Jennifer's husband cooks and brews beer, so she, I reasoned, would be in a good position to tell me whether or not braising was simpler in the 21st century. She knew how to glaze but not to braise, and when she googled "how to braise a ham," Google asked her if she meant "how to raise a ham," which confused me, since they're not born that way.

Helvetica was happy to hear from me but taken aback by the question. Apparently nobody in her 26 years had asked her this question. She told me that she'd just seen The Day After Tomorrow (my ramblings on the movie can be found here), and that her flatmate had been an extra in the film. She lives with Ian Holm.

Craig, who is one those men that I know, sounded as if he were at a party or a bar when I called him. His reply to the question was a succinct and highly contrary "No". Braising, according to Craig, is a monstrously involved task requiring the GDP of a medium-sized industrialized country. It is easier to get tritium-3 from the moon than to braise pork and potatoes. You are better off, he continued, trying to gather all the sand from the ocean floor with tweezers. Go to hell, he said. Go there, and may you braise for all eternity, and may all your roasts be dry.

My mother, who hails one generation back from the rest of us sorry losers, knew exactly what braising was and how simple it was, which is: very. It turns out it's not tough to put something in a pot with liquid, turn up the heat and cover it. We discussed how some fairly basic domestic skills were being lost, and how cooking, once an integral part of the domestic skillset, has been given over to professionals. This may be a consequence of increasing gender equity in the workforce. I worried that we may be in trouble if all the chefs, sous-chefs, short-order cooks and pastry chefs die suddenly. My mother was cordial and friendly throughout the conversation, considering that her eldest son should have better things to with his time than conduct surveys on braising and generally make a mockery of sociology and conversation in general. I believe she gave me the benefit of the doubt because I am her child. And children are our most valuable resource.

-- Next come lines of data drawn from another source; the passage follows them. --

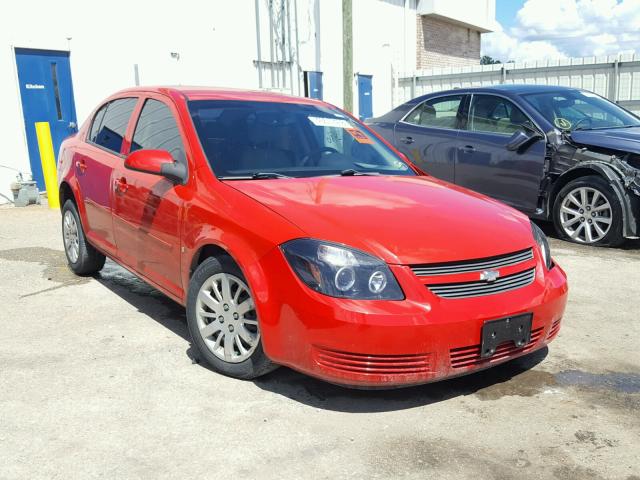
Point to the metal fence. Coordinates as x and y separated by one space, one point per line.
616 77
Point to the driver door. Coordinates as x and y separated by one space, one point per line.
483 162
147 208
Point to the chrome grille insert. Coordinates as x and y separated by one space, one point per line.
473 265
480 288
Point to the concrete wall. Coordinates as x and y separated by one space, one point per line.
440 43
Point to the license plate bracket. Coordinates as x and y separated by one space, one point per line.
516 329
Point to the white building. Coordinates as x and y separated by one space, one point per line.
291 45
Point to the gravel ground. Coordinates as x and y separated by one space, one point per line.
97 380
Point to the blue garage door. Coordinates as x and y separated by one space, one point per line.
47 96
365 104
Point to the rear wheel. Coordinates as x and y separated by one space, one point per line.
588 211
82 258
223 321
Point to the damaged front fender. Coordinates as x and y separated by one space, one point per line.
566 162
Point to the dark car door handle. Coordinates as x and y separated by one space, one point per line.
121 185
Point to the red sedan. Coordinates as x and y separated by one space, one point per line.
295 236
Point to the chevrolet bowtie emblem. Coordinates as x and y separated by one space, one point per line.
489 275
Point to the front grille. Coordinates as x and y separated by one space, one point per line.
555 328
476 289
470 356
473 265
372 364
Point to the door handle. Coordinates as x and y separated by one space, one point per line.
121 185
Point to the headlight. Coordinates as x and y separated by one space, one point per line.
340 271
543 243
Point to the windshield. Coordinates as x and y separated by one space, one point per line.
270 140
580 110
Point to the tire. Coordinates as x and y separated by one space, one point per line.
222 325
82 257
588 211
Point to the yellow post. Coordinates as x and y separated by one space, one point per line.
48 159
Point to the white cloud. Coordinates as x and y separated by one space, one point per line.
549 29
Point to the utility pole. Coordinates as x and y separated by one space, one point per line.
347 55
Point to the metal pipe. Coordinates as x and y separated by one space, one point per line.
298 68
270 5
257 4
288 10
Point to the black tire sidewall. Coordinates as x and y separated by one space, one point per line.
258 363
614 235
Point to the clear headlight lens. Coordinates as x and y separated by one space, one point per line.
340 271
543 243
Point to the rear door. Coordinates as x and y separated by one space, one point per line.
427 135
147 208
483 162
94 161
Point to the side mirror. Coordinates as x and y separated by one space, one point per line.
521 139
156 162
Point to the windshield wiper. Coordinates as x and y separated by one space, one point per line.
256 176
350 172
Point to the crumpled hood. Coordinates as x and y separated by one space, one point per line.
623 139
403 220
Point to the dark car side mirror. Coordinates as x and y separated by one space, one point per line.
156 162
521 139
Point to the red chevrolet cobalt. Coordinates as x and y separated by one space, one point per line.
295 236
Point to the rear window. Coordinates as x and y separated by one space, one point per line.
109 133
244 138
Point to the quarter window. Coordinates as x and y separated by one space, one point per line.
157 130
441 112
113 124
492 114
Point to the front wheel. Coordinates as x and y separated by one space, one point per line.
587 211
223 322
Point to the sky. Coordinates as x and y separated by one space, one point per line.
550 29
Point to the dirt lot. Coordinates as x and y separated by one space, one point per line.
97 380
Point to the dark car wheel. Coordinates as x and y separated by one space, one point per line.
82 258
223 321
588 211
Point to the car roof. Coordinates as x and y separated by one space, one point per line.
511 88
216 93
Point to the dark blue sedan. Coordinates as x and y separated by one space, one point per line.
556 153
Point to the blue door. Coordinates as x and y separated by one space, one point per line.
47 96
365 103
314 85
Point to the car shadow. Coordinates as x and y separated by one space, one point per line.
302 388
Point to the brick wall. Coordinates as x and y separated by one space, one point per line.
444 44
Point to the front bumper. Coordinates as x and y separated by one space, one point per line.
378 343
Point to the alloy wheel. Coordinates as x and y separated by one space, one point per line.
226 318
586 215
71 236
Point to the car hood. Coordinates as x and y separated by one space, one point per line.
403 220
622 139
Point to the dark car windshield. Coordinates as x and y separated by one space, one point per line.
269 140
580 110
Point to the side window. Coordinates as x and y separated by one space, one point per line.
157 130
495 115
97 121
441 112
114 124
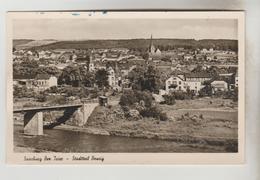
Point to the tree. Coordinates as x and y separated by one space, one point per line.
75 76
101 78
145 79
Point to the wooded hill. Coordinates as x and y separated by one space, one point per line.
222 44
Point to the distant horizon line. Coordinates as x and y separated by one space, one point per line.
120 39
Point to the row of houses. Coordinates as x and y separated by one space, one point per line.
195 82
39 82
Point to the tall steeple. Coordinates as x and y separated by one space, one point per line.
151 46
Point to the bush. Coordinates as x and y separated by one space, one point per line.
58 100
169 99
154 112
130 97
41 98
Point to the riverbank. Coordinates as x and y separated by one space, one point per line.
197 126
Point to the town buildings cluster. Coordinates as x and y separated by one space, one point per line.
176 66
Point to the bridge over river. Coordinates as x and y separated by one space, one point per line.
33 116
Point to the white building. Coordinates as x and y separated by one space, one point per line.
236 80
111 77
174 83
219 85
44 81
180 82
194 86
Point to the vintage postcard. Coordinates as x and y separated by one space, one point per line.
125 87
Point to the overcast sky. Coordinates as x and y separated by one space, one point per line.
83 29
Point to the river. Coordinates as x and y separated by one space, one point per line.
57 140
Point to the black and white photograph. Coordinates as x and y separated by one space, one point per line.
125 83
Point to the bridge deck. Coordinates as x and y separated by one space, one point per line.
46 108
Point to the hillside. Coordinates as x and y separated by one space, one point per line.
136 43
26 44
17 42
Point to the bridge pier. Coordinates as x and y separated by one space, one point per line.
87 109
33 123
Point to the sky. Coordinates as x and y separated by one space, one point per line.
84 29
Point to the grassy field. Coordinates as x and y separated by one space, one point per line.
193 122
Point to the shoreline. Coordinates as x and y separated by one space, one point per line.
143 134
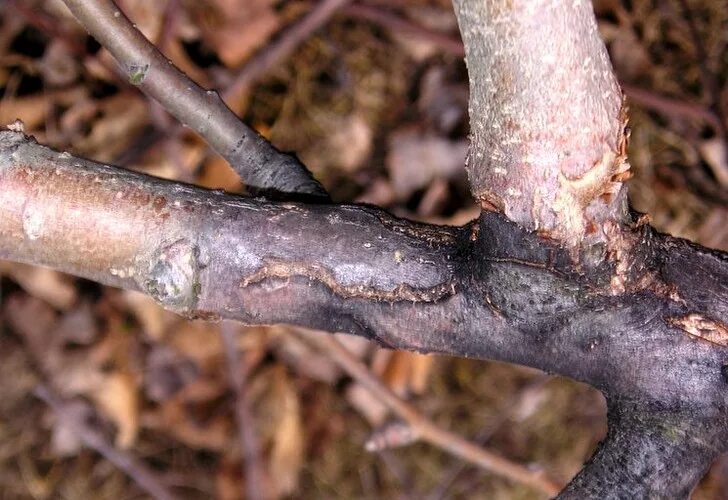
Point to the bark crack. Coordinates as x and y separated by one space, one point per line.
277 269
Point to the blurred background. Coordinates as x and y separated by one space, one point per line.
373 98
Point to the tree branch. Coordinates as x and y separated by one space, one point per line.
259 164
563 280
423 427
548 139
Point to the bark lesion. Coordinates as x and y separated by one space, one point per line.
278 269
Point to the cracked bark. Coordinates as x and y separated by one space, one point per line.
555 273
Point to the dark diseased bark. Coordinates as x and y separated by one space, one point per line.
555 273
488 290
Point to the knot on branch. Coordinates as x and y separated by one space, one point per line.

What I discovered was that, in my generation, the question of whether braising is simple is moot, because nobody cooks habitually anymore. This is bad news. Even though domestic food preparation has traditionally been bound up with patriarchal power, it worries me that our meals are increasingly becoming a paid service handled by professionals. Once food has left our kitchens, what more is left for us to outsource? I predict that one day the very act of spending money will be handed over to a group of professionals who will spend it for us and charge us a premium for the pleasure. We will sit in empty houses eating from take-out boxes, wondering how to respond when I ask whether buying a television is simple. Or maybe I'll pay someone to do that for me.